The Ninth Circuit on June 1 affirmed a key bankruptcy principle that liens may survive and “pass through” the bankruptcy process even if the underlying claim secured by the lien is disallowed.  The facts in Lane v. The Bank of New York Mellon (Ninth Cir. Ct. Of Appeals, No. 18-60059,  June 1, 2020) are all too familiar –  a mortgage loan originated by Countrywide Home Loans wound up in a huge pool of securities with The Bank of New York Mellon serving as trustee for the certificate holders.  Countrywide had endorsed the promissory note in blank, which made it payable to the bearer.

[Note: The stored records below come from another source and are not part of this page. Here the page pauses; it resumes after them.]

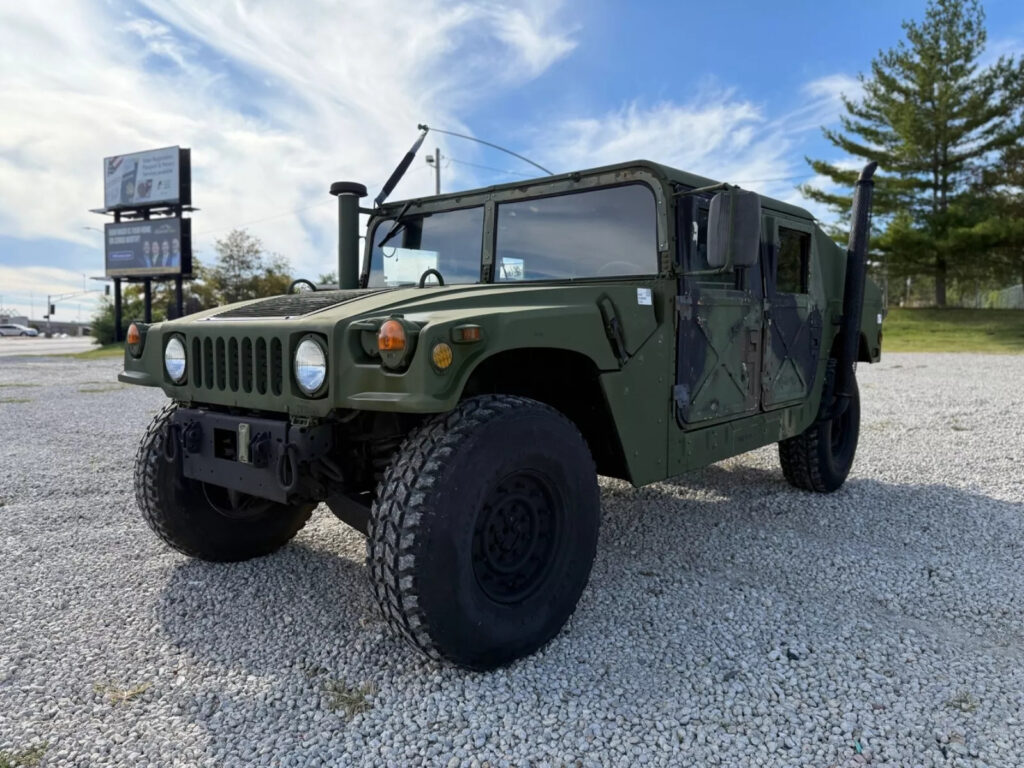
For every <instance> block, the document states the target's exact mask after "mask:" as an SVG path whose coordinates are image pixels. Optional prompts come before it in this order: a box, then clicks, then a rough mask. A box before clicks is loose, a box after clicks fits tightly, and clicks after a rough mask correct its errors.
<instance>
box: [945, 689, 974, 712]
mask: <svg viewBox="0 0 1024 768" xmlns="http://www.w3.org/2000/svg"><path fill="white" fill-rule="evenodd" d="M946 707H948V708H949V709H950V710H959V711H961V712H966V713H972V712H974V711H975V710H977V709H978V699H977V698H975V697H974V696H973V695H971V691H969V690H961V691H957V692H956V695H955V696H953V697H952V698H950V699H949V700H948V701H946Z"/></svg>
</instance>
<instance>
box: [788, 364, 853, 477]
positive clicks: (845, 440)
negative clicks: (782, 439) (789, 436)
mask: <svg viewBox="0 0 1024 768" xmlns="http://www.w3.org/2000/svg"><path fill="white" fill-rule="evenodd" d="M852 385H853V386H852V389H853V391H852V393H851V395H850V402H849V404H848V406H847V408H846V410H845V411H844V412H843V413H842V414H840V415H839V416H838V417H836V418H834V419H822V418H820V417H819V418H818V419H817V420H815V422H814V423H813V424H811V426H809V427H808V428H807V429H805V430H804V431H803V432H801V433H800V434H798V435H796V436H795V437H790V438H788V439H785V440H781V441H779V443H778V458H779V463H780V464H781V465H782V474H783V475H785V479H786V480H788V481H790V484H791V485H794V486H796V487H798V488H802V489H804V490H814V492H817V493H819V494H830V493H833V492H834V490H838V489H839V488H840V487H842V485H843V483H844V482H846V478H847V475H849V474H850V469H851V468H852V467H853V458H854V456H855V455H856V453H857V440H858V437H859V434H860V390H859V389H858V387H857V381H856V379H854V380H853V382H852ZM827 404H828V403H825V402H822V403H821V408H822V409H824V408H826V406H827Z"/></svg>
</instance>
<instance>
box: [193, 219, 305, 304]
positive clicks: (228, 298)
mask: <svg viewBox="0 0 1024 768" xmlns="http://www.w3.org/2000/svg"><path fill="white" fill-rule="evenodd" d="M215 248H216V251H217V264H216V265H215V266H214V267H213V268H211V269H210V270H208V273H207V274H208V279H209V281H210V283H211V285H212V286H213V287H214V289H215V290H216V292H217V294H218V295H219V297H220V301H221V303H224V304H229V303H231V302H234V301H244V300H245V299H256V298H260V297H262V296H275V295H278V294H283V293H287V291H288V287H289V285H290V284H291V282H292V279H291V276H290V272H291V267H290V265H289V263H288V260H287V259H286V258H285V257H283V256H281V255H280V254H272V253H266V252H265V251H264V250H263V243H262V241H260V239H259V238H257V237H255V236H253V234H250V233H249V232H247V231H246V230H245V229H232V230H231V231H230V232H228V233H227V237H225V238H224V239H223V240H218V241H217V243H216V246H215Z"/></svg>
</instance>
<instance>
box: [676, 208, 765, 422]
mask: <svg viewBox="0 0 1024 768" xmlns="http://www.w3.org/2000/svg"><path fill="white" fill-rule="evenodd" d="M688 202H689V205H686V203H685V201H680V204H679V214H678V215H679V219H678V226H679V229H678V231H679V233H680V234H679V250H680V253H679V258H680V260H681V263H682V266H683V271H684V272H685V273H684V275H683V276H682V278H680V280H679V294H678V296H677V299H676V310H677V312H678V349H677V356H676V387H675V402H676V418H677V421H678V423H679V425H680V426H681V427H684V428H686V427H694V426H705V425H707V424H710V423H714V422H717V421H727V420H729V419H735V418H738V417H741V416H744V415H748V414H754V413H757V411H758V410H759V408H760V398H761V364H762V350H761V346H762V343H763V331H764V317H763V305H764V302H763V296H762V288H761V273H760V267H759V266H758V265H754V266H751V267H738V268H734V269H731V270H730V271H728V272H723V273H719V274H713V273H710V271H711V267H710V266H709V264H708V207H709V202H710V201H709V200H708V199H707V198H691V199H689V201H688ZM693 272H703V273H702V274H700V273H697V274H692V273H693Z"/></svg>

Richard Lane filed a Chapter 13 in 2011, listing Bank of America Home Loans as a secured creditor, but noting that he disputed the “real party in interest.”  The Bank of New York Mellon filed a proof of claim and objected to the plan. Lane objected to the claim, arguing that the Bank failed to prove legal standing and failed to prove ownership of the note.  The Bank’s lawyer failed to timely respond and a default order was entered to disallow the claim in its entirety.  Lane subsequently filed an adversary complaint to declare the mortgage lien to be void under 11 U.S.C. 506(d) which, with some exceptions, provides that liens securing a disallowed claim are void.  The Bankruptcy Court granted the debtor’s motion for summary judgment, voided the mortgage lien and awarded attorney fees to the debtor under Cal. Civ. Code 1717.

Upon appeal to the Ninth Circuit’s Bankruptcy Appellate Pane, the BAP reversed.  The BAP reasoned that, if a claim is disallowed because the claimant fails to prove ownership of the loan, that implies that someone else owns the claim.  Since that other person did not receive notice, the Bankruptcy Court’s decision to void the lien violates due process.

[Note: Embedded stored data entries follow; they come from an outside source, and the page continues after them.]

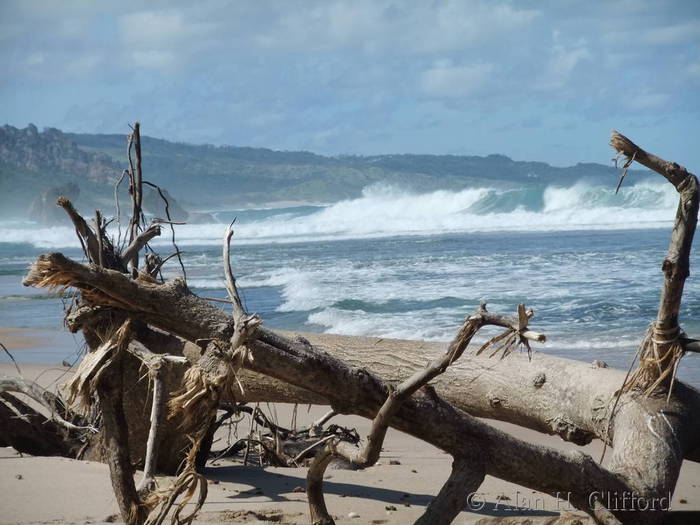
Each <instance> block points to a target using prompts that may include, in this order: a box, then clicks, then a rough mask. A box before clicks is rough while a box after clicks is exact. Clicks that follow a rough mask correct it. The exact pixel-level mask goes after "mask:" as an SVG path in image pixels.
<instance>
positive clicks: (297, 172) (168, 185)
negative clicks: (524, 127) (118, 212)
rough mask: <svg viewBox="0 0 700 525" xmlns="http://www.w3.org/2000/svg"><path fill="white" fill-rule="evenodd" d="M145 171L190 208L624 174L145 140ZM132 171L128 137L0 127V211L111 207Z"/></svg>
mask: <svg viewBox="0 0 700 525" xmlns="http://www.w3.org/2000/svg"><path fill="white" fill-rule="evenodd" d="M142 147H143V167H144V177H145V178H146V179H148V180H150V181H152V182H154V183H156V184H159V185H161V186H162V187H164V188H167V189H168V191H169V192H170V194H171V195H172V196H173V197H175V199H177V200H178V201H179V203H180V204H182V205H183V206H184V207H185V208H187V209H189V210H197V209H214V208H236V207H249V206H262V205H270V204H275V203H282V202H290V201H299V202H312V203H327V202H335V201H338V200H341V199H346V198H353V197H357V196H359V195H360V194H361V192H362V189H363V188H365V187H367V186H369V185H371V184H374V183H379V182H381V183H387V184H393V185H398V186H400V187H402V188H404V189H408V190H413V191H420V192H427V191H433V190H437V189H450V190H460V189H463V188H466V187H470V186H475V185H478V186H484V185H494V184H497V185H499V186H513V185H518V186H522V185H523V184H528V185H530V184H537V185H547V184H558V185H569V184H571V183H573V182H574V181H576V180H579V179H581V178H583V177H591V178H598V177H605V178H606V179H607V183H608V184H609V183H610V181H611V180H613V179H614V177H617V176H618V175H619V173H618V172H617V171H616V170H615V169H614V168H613V167H612V166H603V165H600V164H578V165H576V166H573V167H568V168H556V167H552V166H550V165H548V164H545V163H543V162H521V161H513V160H511V159H510V158H508V157H506V156H503V155H489V156H487V157H477V156H456V155H408V154H407V155H376V156H366V157H365V156H339V157H325V156H321V155H315V154H313V153H309V152H287V151H273V150H269V149H264V148H249V147H234V146H221V147H218V146H210V145H199V146H197V145H192V144H181V143H175V142H169V141H167V140H162V139H155V138H150V137H142ZM125 167H126V137H125V135H123V134H120V135H93V134H77V133H64V132H62V131H60V130H57V129H54V128H48V129H45V130H44V131H42V132H39V131H38V130H37V128H36V127H35V126H33V125H31V124H30V125H29V126H28V127H26V128H24V129H18V128H15V127H12V126H3V127H2V128H0V206H1V208H2V212H0V213H2V215H4V216H7V215H10V214H12V215H15V216H16V215H26V213H27V211H28V210H29V208H30V205H31V203H32V202H33V201H34V200H35V199H37V197H39V196H40V195H41V194H42V192H44V191H46V190H48V189H50V188H55V187H59V186H64V185H66V184H70V183H73V184H77V185H78V186H79V188H80V195H79V197H77V200H78V206H79V207H82V208H85V209H90V208H95V207H102V208H104V209H105V210H107V209H109V210H112V209H113V187H114V182H115V181H116V180H117V179H118V178H119V176H120V174H121V172H122V170H123V169H124V168H125Z"/></svg>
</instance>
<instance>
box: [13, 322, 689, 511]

The debtor then appealed to the Ninth Circuit, which thoroughly analyzed how a secured creditor can approach a bankruptcy.  It notes that a secured creditor can enforce a claim against the debtor personally (“in personam”) or against the collateral (“in rem”).  In other words, it need not participate in the bankruptcy at all, even though the personal claim for money will be discharged, citing the 1886 case of Long v. Bullard and the 1992 case of Dewsnup v. Timm, both United States Supreme Court cases.

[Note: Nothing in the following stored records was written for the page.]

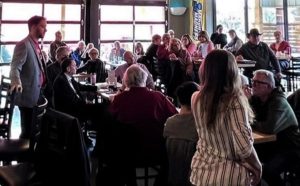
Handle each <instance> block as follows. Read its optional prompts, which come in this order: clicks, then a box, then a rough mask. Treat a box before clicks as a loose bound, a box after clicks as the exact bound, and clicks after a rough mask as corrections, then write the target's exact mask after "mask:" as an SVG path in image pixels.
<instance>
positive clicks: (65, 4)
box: [0, 1, 83, 62]
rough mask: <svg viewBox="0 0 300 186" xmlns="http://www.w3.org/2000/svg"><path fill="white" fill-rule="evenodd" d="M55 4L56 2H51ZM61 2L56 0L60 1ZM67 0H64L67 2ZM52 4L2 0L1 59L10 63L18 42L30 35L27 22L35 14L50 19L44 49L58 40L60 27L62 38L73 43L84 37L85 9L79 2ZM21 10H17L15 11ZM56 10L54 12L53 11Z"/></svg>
mask: <svg viewBox="0 0 300 186" xmlns="http://www.w3.org/2000/svg"><path fill="white" fill-rule="evenodd" d="M52 2H54V3H55V1H52ZM60 2H61V1H57V3H60ZM64 2H65V1H64ZM54 3H53V4H50V3H30V2H28V1H27V2H26V3H23V2H22V3H10V2H5V1H4V2H3V3H2V7H1V11H0V12H1V20H0V21H1V23H0V27H1V28H0V29H1V37H0V45H1V48H0V54H1V58H0V61H1V62H10V61H11V58H12V55H13V50H14V47H15V44H16V43H17V42H19V41H20V40H21V39H23V38H25V37H26V36H27V34H28V26H27V21H28V19H29V18H30V17H32V16H33V15H40V16H44V17H46V18H47V33H46V35H45V38H44V39H43V46H42V48H43V50H45V51H48V50H49V49H48V48H49V44H50V43H51V41H53V40H54V39H55V32H56V31H58V30H60V31H61V32H62V35H63V40H64V41H65V42H66V43H67V44H68V45H69V46H72V47H74V45H75V44H76V43H77V42H78V41H79V40H80V39H82V38H83V25H81V20H82V15H83V13H82V12H83V9H82V8H81V7H82V6H81V4H79V1H77V4H76V2H75V1H72V3H73V4H57V3H56V4H54ZM16 12H18V13H16ZM54 12H55V13H54Z"/></svg>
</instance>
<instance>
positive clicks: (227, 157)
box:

The Ninth Circuit then discussed the disallowance and lien voiding language of 11 U.S.C. section 506 by citing that provision’s saving language for claims that are not allowed “due only to the failure to file a proof of claim.”   Of course, in this case, the Bank did file a claim, which complicated the exception, but the Ninth Circuit easily concluded that, “Yes, BONY filed a proof of claim, but the [bankruptcy] court found that BONY was not the real party in interest, and therefore BONY’s proof of claim must be disregarded for purposes of applying section 506(d).”  In doing so, the Ninth Circuit disagreed with the BAP’s finding that due process was violated; the Ninth Circuit notes that “in the real world,” the Bank probably was the real party in interest and thus did receive the requisite due process notice.  However, the Bank simply failed to prove ownership and thus the bankruptcy court was required to conclude that the claim must be disallowed.

Fortunately for the investors in the huge, sometimes poorly documented mortgage pools created before the Great Recession, the Supreme Court concluded in 1886 that liens can pass through bankruptcy even if the related claim is disallowed, and fortunately 11 U.S.C. section 506 recognized exceptions to its disallowance provisions.  The Lane v. Bank of New York Mellon case provides a useful primer on the how the bankruptcy claims process is intended to function and perhaps how to avoid the problems created by less than optimal documentation of secured loans.